Outcome — what a clean Section 50 transfer produces
A Section 50 transfer that is complete on time produces three deliverables. First, an updated Registration Certificate in the name of the transferee, issued by the Registering Authority under Section 50(3) and reflected in the Vahan record. Second, the closure of the transferor's exposure under Section 2(30) of the Motor Vehicles Act, 1988 — the transferor ceases, with effect from the date of the recorded transfer, to be the "owner" of the vehicle for the purpose of vicarious liability under the Motor Accidents Claims framework. Third, the perfection of the transferee's insurance position on the Section 157 deemed transfer of third-party cover, and (on a separate intimation under Section 157(2)) the endorsement of the own-damage cover in the transferee's name — closing the Complete Insulations gap.

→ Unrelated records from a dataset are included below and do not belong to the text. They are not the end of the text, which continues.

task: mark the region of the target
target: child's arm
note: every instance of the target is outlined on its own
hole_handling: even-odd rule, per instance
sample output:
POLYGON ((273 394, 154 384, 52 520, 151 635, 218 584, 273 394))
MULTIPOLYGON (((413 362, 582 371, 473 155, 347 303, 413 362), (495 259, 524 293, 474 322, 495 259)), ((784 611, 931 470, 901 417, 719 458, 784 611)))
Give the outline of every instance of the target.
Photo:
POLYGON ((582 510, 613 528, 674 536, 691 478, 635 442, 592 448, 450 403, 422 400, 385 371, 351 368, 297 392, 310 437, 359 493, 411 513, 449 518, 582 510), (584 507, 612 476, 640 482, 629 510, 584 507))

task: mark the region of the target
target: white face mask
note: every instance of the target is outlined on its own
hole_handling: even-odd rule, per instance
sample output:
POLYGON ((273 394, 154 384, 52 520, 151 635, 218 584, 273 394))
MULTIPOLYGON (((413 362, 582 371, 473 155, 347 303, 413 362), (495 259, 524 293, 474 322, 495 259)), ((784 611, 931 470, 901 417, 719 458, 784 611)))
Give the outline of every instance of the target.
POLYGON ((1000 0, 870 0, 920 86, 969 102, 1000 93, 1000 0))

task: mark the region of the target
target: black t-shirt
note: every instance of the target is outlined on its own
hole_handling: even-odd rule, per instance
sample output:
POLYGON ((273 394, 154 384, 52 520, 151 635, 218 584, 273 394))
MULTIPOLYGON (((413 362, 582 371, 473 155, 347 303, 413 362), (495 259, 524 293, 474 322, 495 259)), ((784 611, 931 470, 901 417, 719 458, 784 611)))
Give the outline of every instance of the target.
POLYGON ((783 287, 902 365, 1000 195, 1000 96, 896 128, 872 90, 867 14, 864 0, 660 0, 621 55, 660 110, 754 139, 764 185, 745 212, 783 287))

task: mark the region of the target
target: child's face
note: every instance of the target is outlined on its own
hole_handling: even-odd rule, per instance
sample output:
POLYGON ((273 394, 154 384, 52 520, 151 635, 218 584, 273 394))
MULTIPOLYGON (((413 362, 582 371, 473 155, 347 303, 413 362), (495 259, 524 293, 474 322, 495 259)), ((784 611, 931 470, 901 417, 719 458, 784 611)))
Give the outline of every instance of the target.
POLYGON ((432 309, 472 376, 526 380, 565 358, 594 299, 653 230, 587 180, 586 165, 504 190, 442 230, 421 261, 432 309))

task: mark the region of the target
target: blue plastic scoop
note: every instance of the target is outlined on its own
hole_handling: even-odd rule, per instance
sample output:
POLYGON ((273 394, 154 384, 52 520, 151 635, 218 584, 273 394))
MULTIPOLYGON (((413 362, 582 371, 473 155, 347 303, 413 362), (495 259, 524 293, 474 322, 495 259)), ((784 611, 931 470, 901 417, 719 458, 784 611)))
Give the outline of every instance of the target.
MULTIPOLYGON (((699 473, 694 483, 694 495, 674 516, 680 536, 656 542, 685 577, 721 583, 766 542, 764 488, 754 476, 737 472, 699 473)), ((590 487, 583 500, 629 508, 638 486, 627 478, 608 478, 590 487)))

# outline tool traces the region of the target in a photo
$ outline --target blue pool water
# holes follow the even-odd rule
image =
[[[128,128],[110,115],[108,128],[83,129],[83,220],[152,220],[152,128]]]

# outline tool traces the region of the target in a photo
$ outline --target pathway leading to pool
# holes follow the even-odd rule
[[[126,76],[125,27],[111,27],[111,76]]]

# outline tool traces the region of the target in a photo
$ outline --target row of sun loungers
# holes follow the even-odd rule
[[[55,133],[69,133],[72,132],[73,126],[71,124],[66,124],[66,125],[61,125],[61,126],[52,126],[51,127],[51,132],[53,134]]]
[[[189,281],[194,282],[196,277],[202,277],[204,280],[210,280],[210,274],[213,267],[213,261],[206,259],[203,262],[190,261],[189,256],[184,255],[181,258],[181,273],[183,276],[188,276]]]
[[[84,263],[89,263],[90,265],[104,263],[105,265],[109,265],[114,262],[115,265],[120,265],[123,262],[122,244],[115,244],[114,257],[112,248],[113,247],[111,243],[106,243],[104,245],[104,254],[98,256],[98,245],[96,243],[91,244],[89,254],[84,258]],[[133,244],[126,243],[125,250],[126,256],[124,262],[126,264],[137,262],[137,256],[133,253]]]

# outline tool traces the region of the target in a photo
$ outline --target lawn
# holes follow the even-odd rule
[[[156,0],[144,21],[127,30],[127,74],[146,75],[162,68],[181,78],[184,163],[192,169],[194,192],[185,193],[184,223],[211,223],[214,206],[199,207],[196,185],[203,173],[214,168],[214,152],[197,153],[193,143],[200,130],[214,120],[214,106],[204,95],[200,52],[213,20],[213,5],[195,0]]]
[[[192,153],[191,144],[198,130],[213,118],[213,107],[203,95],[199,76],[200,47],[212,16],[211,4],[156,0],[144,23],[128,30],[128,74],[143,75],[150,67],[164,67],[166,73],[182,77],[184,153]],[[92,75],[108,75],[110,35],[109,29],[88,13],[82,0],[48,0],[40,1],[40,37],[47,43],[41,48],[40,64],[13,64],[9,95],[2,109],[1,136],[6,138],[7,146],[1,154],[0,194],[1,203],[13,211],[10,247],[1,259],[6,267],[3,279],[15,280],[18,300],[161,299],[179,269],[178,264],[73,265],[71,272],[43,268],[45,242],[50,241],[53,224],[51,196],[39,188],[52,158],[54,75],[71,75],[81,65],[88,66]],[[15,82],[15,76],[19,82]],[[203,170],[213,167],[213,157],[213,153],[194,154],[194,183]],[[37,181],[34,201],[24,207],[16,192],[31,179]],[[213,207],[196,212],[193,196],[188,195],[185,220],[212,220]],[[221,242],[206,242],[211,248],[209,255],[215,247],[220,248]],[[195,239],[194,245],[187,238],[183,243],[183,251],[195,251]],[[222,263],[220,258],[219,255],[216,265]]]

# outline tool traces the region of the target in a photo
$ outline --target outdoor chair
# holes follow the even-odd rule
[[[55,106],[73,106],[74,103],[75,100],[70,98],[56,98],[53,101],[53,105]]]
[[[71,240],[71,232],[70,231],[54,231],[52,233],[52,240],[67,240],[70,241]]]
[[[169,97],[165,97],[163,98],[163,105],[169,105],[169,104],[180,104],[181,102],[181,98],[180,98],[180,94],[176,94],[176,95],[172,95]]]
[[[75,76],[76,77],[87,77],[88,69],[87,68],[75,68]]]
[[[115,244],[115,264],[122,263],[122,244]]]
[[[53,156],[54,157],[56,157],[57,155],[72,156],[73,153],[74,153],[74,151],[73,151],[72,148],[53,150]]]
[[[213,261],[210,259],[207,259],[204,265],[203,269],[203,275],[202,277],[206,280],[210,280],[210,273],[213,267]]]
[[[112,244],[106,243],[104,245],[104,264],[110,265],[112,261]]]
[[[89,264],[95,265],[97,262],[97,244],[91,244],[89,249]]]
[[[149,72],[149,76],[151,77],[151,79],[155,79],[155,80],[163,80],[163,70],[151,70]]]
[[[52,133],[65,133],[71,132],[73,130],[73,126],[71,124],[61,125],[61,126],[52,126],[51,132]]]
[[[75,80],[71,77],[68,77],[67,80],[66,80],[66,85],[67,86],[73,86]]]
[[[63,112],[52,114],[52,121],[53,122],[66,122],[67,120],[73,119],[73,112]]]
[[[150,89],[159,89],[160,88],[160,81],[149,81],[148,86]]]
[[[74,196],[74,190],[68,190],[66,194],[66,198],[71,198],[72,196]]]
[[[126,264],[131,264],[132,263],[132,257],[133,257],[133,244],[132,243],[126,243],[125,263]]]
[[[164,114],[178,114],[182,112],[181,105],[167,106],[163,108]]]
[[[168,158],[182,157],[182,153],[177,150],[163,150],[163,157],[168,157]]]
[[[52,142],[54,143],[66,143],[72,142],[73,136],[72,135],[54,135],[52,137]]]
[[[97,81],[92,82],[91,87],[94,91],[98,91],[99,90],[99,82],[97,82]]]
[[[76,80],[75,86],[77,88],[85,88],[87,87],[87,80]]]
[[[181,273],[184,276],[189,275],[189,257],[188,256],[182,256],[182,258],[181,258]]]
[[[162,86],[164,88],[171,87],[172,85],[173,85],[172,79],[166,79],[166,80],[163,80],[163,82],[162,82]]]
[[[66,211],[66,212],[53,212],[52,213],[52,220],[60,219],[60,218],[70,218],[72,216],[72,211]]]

The cost of getting it wrong is not the Section 177 penalty of five hundred or fifteen hundred rupees. The cost is the contingent liability that Surendra Kumar Bhilawe demonstrates — a Motor Accidents Claims Tribunal award against the seller in respect of an accident caused by the vehicle months or years after the physical sale, in circumstances where the buyer has no insurance and no traceable address. The seller's contractual indemnity in the sale agreement is worth what the buyer is good for. The statutory record under Section 50 is what the Tribunal and the insurer go by. The fourteen-day Form 29 window is the seller's protection; the thirty-day Form 30 window is the buyer's. Each is short, neither is forgiving, and the Vahan portal has made compliance cheap. The remaining unresolved issue at the High Court level — the precise weight to be given to a Form 29 filed late but accompanied by a contemporaneous sale agreement — is being worked out, but the safer rule remains the statutory rule: file within the window, and confirm the entry on the Vahan record.